FOR THE BUTTERMILK RANCH:
- 3 Tablespoons minced fresh Chives
- We love fresh herbs and, when it’s summertime, and the garden’s producing, fresh herbs are inexpensive, and easy to get. However, if you’re making this in the colder months, you could buy fresh chives from the grocery store (if you can find them), but you can also substitute the dark green parts of scallions (which are available year round and always economical).
- 2 Tablespoons Dried Parsley
- 1 Teaspoon of Minced Garlic
- 5 Tablespoons of White Wine Vinegar
- 1/2 Tablespoon Garlic Powder
- 1/2 Tablespoon Onion Powder
- 1 Cup of Full Fat Greek Yogurt
- We use Fage.
- 1 Tablespoon Mayonnaise
- 1 Teaspoon Black Pepper
GET CHEFFY TIP!– Where’s the buttermilk?!?! You’ve noticed there’s none. We hate having to buy a large quantity of something only to use a tablespoon or two of that ingredient (especially if that ingredient expires quickly, like buttermilk). The sourness of Buttermilk is what gives Buttermilk Ranch its tang; we achieve that same tang with shelf stable, an always available vinegar. You may choose to loosen the mixture with buttermilk, or with other dairy (cream, milk, or a tablespoon of water.), if you find it too thick.

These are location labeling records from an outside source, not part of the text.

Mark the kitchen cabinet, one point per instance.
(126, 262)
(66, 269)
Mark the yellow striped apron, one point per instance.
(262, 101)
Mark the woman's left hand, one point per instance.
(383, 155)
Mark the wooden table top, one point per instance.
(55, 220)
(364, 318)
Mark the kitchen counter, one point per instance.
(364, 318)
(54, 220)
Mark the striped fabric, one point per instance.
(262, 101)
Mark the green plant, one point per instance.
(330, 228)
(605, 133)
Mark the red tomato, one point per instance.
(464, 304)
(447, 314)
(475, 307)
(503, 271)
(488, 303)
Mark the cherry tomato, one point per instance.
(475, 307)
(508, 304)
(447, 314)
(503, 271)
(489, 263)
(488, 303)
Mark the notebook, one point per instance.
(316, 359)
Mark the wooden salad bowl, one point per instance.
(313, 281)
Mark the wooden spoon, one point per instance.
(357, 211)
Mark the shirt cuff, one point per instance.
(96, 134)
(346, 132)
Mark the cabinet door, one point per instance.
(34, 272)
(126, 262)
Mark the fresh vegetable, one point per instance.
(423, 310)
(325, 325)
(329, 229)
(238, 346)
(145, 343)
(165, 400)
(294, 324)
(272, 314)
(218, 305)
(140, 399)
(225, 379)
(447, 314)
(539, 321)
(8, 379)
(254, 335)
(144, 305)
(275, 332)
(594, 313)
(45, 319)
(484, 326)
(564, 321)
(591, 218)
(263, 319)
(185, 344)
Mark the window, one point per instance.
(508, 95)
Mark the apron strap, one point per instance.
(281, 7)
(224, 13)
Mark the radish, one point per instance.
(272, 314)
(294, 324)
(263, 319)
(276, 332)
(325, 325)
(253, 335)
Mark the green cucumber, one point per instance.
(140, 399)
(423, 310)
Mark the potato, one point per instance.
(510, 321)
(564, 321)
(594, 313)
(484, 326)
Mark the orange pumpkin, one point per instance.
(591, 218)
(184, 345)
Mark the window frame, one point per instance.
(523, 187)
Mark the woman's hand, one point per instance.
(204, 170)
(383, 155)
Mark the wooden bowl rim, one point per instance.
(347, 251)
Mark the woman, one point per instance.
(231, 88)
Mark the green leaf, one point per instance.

- Begin by adding your minced fresh garlic to the bottom of a medium/large mixing bowl. Cover your garlic with your white wine vinegar, and allow to sit for 10 minutes. Raw garlic, raw onions (and all members of the allium family), mellow their flavor when allowed to sit in an acid (like vinegar or lemon juice), making them more palatable. After 10 minutes, add all other ingredients to your mixing bowl, and whisk to combine. Allow the flavors to develop for at least one hour before serving. Adjust your consistency to loosen the mixture with a tablespoon of water, milk, or other dairy if you like. Serve as a dip, a salad dressing, or drizzled over grilled chicken.
GET CHEFFY TIP!– Depending on whom you ask, Ranch dressing should also contain Dill, fresh parsley, and sour cream. We omitted all of these as we wanted a more “pantry friendly” option but, if you want to experiment with them, Get Cheffy with it, and see what you like!